Complainant requests that the Panel direct the registrar to transfer the disputed domain name to it.
Respondent did not reply to Complainant’s contentions.
6. Discussion and Findings
The Uniform Domain Name Dispute Resolution Policy (the "Policy") adopted by the Internet Corporation for Assigned Names and Numbers (ICANN) on August 26, 1999, (with implementing documents approved on October 24, 1999), is addressed to resolving disputes concerning allegations of abusive domain name registration. The Panel will confine itself to making determinations necessary to resolve this administrative proceeding.
It is essential to dispute resolution proceedings that fundamental due process requirements be met. Such requirements include that a respondent have notice of proceedings that may substantially affect its rights. The Policy, and the Rules for Uniform Domain Name Dispute Resolution Policy (the "Rules"), establish procedures intended to assure that respondents are given adequate notice of proceedings commenced against them, and a reasonable opportunity to respond (see, e.g., paragraph 2(a), Rules).
In this case, the Panel is satisfied that WIPO took all steps reasonably necessary to notify the Respondent of the filing of the complaint and initiation of these proceedings, and that the failure of the Respondent to furnish a reply is not due to any omission by WIPO.
Paragraph 4(a) of the Policy sets forth three elements that must be established by a Complainant to merit a finding that a respondent has engaged in abusive domain name registration and use, and to obtain relief. These elements are that:
(i) Respondent’s domain name is identical or confusingly similar to a trademark or service mark in which the complainant has rights; and
(ii) Respondent has no rights or legitimate interests in respect of the domain name; and
(iii) Respondent’s domain name has been registered and is being used in bad faith.

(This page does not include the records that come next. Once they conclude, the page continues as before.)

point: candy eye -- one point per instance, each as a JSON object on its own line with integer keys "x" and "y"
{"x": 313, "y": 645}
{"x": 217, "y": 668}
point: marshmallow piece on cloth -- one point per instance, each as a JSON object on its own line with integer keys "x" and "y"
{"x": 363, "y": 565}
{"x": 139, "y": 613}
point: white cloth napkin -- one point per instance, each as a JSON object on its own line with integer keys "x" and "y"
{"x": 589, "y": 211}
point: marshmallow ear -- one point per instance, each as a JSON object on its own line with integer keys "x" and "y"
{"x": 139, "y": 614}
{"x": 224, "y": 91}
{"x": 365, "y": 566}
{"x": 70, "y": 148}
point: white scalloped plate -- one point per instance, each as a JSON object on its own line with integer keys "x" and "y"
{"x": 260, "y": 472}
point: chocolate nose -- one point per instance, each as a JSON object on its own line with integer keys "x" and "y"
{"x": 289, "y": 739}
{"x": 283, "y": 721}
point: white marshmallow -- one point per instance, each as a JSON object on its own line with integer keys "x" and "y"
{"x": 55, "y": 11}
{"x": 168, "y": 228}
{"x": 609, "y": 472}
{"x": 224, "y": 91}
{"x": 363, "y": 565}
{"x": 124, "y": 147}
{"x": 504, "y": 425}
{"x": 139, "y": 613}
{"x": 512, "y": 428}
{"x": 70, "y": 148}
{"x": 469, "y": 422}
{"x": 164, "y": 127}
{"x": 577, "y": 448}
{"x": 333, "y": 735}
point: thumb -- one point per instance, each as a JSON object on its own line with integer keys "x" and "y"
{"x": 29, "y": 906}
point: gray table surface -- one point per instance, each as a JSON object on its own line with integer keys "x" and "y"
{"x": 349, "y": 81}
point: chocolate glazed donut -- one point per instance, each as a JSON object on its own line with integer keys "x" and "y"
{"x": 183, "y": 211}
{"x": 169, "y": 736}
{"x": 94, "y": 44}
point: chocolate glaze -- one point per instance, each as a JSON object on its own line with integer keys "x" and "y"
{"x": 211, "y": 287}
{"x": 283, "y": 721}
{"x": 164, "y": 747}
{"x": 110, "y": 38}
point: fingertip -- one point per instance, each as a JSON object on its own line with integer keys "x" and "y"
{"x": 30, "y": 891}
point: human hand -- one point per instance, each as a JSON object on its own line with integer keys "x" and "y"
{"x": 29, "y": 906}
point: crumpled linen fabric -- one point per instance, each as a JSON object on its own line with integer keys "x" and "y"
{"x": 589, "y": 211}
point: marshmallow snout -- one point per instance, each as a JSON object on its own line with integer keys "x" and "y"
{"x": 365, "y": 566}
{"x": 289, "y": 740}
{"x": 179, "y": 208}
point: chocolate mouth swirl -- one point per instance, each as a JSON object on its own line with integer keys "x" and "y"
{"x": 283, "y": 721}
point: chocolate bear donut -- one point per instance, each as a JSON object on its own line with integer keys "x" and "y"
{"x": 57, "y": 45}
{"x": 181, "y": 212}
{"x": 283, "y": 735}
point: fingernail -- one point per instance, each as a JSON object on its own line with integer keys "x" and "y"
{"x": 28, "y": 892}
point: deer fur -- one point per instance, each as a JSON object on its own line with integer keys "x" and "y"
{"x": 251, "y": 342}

Each of the aforesaid three elements must be proved by a complainant to warrant relief.
Because the Respondent has defaulted in providing a response to the allegations of Complainant, the Panel is directed to decide this administrative proceeding on the basis of the complaint (Rules, paragraph 14(a)), and certain factual conclusions may be drawn by the Panel on the basis of Complainant’s undisputed representations (id., paragraph 15(a)).
Complainant has registered the word trademark "VOLVO" on the Principal Register of the USPTO (see Factual Background supra). Complainant’s registration of the "VOLVO" mark on the Principal Register at the USPTO establishes a presumption of its validity in U.S. law . Respondent has not challenged Complainant’s assertion of rights in the mark. Complainant has used the "VOLVO" mark in commerce for a substantial period of time in connection with the sale of automobiles and trucks around the world, and Complainant’s "VOLVO" mark has become well known in that connection. The Panel determines that Complainant has rights in the trademark "VOLVO", and that such rights arose prior to Respondent’s registration of the disputed domain name.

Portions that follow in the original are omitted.